Non-covering Range Partitions

Background & Motivation

This document assumes advanced knowledge of Kudu partitioning, see the schema design guide and the partition pruning design doc for more background.

Currently, Kudu tables create a set of tablets during creation according to the partition schema of the table. The partition schema can specify range partitioning with split rows, hash partitioning with a set number of buckets, or a combination of both. Once the table is created, the set of tablets is fixed, and individual tablets may not be added or dropped.

Range partitioned tables are required to have tablets which cover the entire range of possible keys. This is achieved by specifying the split points between partitions; it is impossible to supply an upper or lower bound, or create a table with gaps in the partition space.

The limitation that tablets are fixed upon table creation and that the entire range must be covered by tablets presents difficulties for two important use-cases.

First, for partitioning by a factor which continuously increases, such as time, range partitioning is currently infeasible. It is impossible to create enough partitions upfront to serve future needs, and if it were, the partitions would mostly sit idle, wasting resources. The ability to add partitions on demand is necessary for this use-case. Additionally, dropping range partitions enables ‘moving window’ tables which add new partitions and drop old partitions as necessary to hold the latest interval of data.

Second, Kudu's capability for partitioning a table on categorical data such as sales region or product line is quite limited. With support for non-covering range partitions, a separate range partition can be created per categorical value. New categories can be added and old categories removed by adding or removing the corresponding range partition. This feature is often called LIST partitioning in other analytic databases.

This document proposes adding non-covering range partitions to Kudu, as well as the ability to add and drop range partitions. The proposal only extends the capability of range partitioning; hash partitioning semantics will not change.

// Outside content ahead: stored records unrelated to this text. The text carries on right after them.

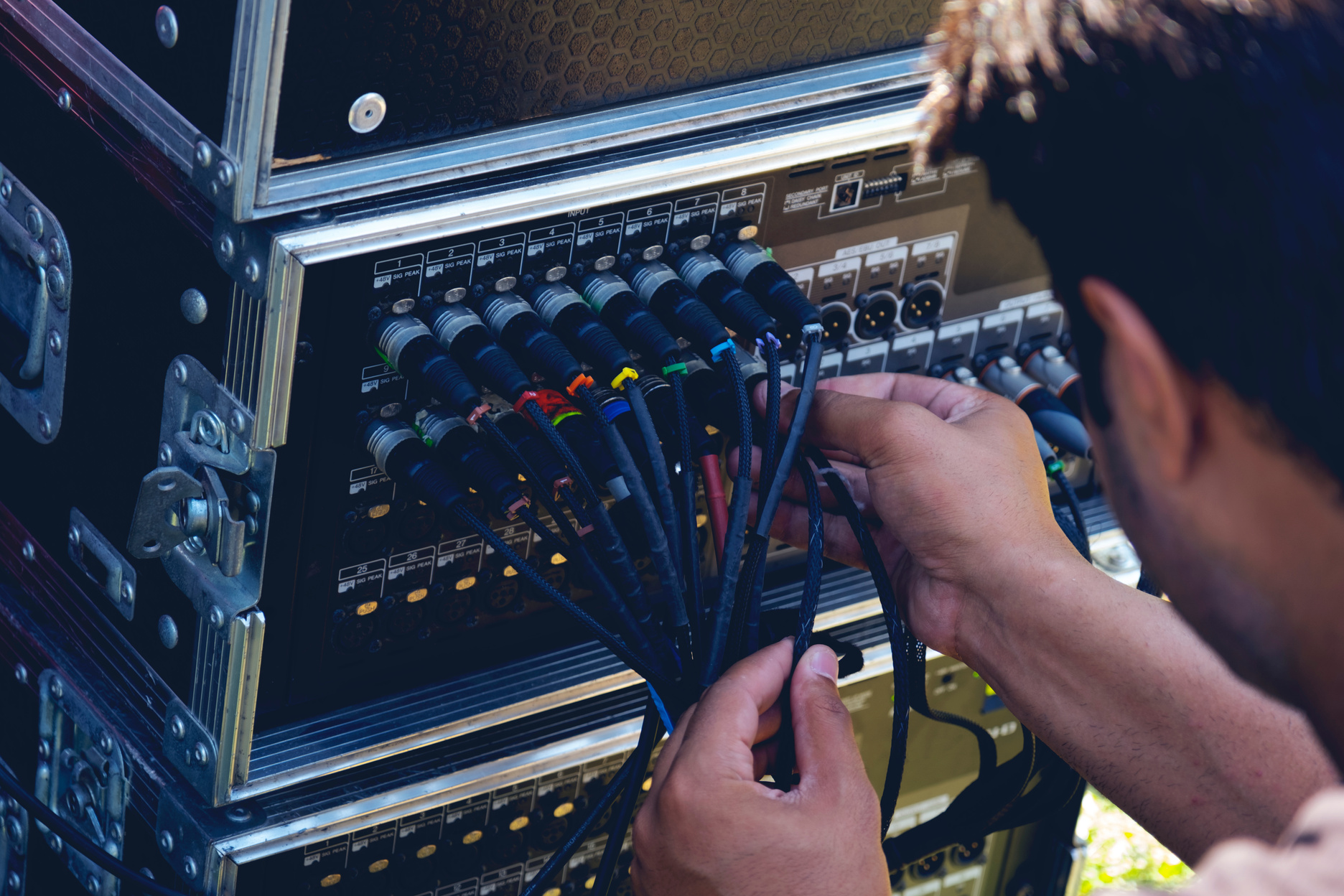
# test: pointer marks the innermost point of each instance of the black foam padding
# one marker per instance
(453, 67)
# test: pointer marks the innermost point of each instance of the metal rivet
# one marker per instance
(167, 632)
(55, 281)
(166, 24)
(367, 113)
(194, 307)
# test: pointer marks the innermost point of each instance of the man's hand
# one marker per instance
(707, 826)
(953, 475)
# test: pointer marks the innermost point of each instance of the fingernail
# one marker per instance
(826, 664)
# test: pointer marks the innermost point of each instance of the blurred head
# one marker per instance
(1180, 163)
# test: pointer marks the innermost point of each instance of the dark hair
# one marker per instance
(1214, 200)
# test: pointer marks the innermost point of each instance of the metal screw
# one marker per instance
(166, 24)
(194, 307)
(167, 632)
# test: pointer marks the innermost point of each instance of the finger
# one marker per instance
(823, 734)
(790, 527)
(668, 754)
(721, 735)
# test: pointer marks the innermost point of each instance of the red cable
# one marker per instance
(714, 499)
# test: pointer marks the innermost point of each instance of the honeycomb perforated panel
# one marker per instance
(451, 67)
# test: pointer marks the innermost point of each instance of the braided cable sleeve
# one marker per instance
(632, 632)
(807, 617)
(690, 541)
(732, 569)
(566, 851)
(653, 531)
(663, 484)
(897, 635)
(650, 732)
(655, 677)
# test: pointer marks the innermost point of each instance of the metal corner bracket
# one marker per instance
(206, 507)
(84, 775)
(35, 304)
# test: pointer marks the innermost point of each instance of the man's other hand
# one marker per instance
(709, 826)
(955, 477)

It is worth noting the effect of the new range partitioning features on a table with a combination of hash and range partitioning. When adding a range partition, a new tablet will be created for every hash bucket value. In the case of a table with multiple hash components, the number of new tablets will be the product of the hash bucket counts. Each tablet will be assigned a unique combination of the new range partition and a hash bucket per hash component. Similarly, when dropping a range partition on a hash partitioned table, all tablets for that range across all hash buckets will be dropped.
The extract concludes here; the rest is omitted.